«Don't be Evil», non essere maligno, è il mantra che Google fino a oggi ha ripetuto a se stessa e al mondo. Evidentemente essere BigG non bastava più. Era proprio necessario realizzare anche un programma per usare internet? Forse sì. Ecco perché qualcuno ha visto a Google spuntare le corna.
In primis i blogger che in queste ore stanno passando ai raggi x la nuova creatura di Sergey Brin e Larry Page. Sono loro i primi che non ci hanno visto bene, che per storia e per passione tifano Firefox e che subito si sono andati a leggere la licenza d'uso, i regolamenti, tutto, scoprendo che non è chiaro come e se Chrome gestirà le informazioni sulle abitudini dei suoi utenti. Qualcuno pensa che potrebbero essere utilizzate per annunci pubblicitari personalizzabili, il che desterebbe non poche perplessità sotto il profilo della privacy. A dire il vero, il browser consente di navigare in forma anonima.
In ogni modo è bene ricordare che il business principale di Google resta quello della pubblicità, e che per gli investitori conoscere cosa vanno a cliccare gli utenti nel web è un'informazione che vale oro. E Google resta una società quotata in Borsa, chiamata a fare profitti e non web-beneficienza.
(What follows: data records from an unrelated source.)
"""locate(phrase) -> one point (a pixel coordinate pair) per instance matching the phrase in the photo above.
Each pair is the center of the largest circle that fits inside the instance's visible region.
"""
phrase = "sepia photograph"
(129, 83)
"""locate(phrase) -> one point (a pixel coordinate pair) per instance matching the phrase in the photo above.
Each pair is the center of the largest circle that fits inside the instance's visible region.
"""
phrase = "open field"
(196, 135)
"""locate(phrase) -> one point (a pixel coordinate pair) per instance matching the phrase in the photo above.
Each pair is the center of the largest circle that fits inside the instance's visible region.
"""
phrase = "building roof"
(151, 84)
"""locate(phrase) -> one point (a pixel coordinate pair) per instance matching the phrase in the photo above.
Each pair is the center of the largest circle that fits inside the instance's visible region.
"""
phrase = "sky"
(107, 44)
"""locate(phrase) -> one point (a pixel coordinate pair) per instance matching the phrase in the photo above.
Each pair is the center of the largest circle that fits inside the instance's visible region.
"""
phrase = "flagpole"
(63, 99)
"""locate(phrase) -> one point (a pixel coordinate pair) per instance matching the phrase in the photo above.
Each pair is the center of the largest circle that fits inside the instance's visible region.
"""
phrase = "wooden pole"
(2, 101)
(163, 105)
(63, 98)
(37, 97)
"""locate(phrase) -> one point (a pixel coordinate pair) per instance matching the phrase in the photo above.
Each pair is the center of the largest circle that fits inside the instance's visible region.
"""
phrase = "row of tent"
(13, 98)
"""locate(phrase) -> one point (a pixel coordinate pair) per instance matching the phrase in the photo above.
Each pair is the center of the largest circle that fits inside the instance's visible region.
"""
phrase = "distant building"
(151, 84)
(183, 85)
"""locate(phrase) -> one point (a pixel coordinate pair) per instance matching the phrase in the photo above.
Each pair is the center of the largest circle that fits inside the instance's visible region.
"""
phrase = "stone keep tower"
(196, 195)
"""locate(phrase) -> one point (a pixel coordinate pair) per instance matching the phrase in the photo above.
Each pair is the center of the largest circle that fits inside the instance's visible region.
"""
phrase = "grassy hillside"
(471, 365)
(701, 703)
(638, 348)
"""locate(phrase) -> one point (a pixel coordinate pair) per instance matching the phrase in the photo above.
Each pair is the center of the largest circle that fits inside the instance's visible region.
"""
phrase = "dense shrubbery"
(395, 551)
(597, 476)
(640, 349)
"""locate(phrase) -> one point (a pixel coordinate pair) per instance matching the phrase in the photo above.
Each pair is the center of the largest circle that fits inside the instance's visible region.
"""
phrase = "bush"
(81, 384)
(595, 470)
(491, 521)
I guru e i possessori di Apple hanno alzato più di un soppraciglio, liquidando il nuovo navigatore come poco innovativo.
Entrando poi nei tecnicismi - che tanto piacciono agli esperti di informatica - c'è chi si è lamentato del fatto che Chrome si mangia troppa memoria «Ram», chi ha scovato una vulnerabilità nel sistema di autenticazione, e chi la mancanza del supporto alle Applet Java. Tutti difetti che la comunità di programmatori Open source potrà risolvere facilmente. Così come potranno essere dipanati i ragionevoli dubbi sul fronte privacy. Google Chrome è sfacciatamente un work in progress. Più errori verranno trovati, più facile sarà migliorarlo. Quello che sarà più difficile da cambiare è la caduta di immagine. Forse oggi Google ha smesso di essere simpatica come prima.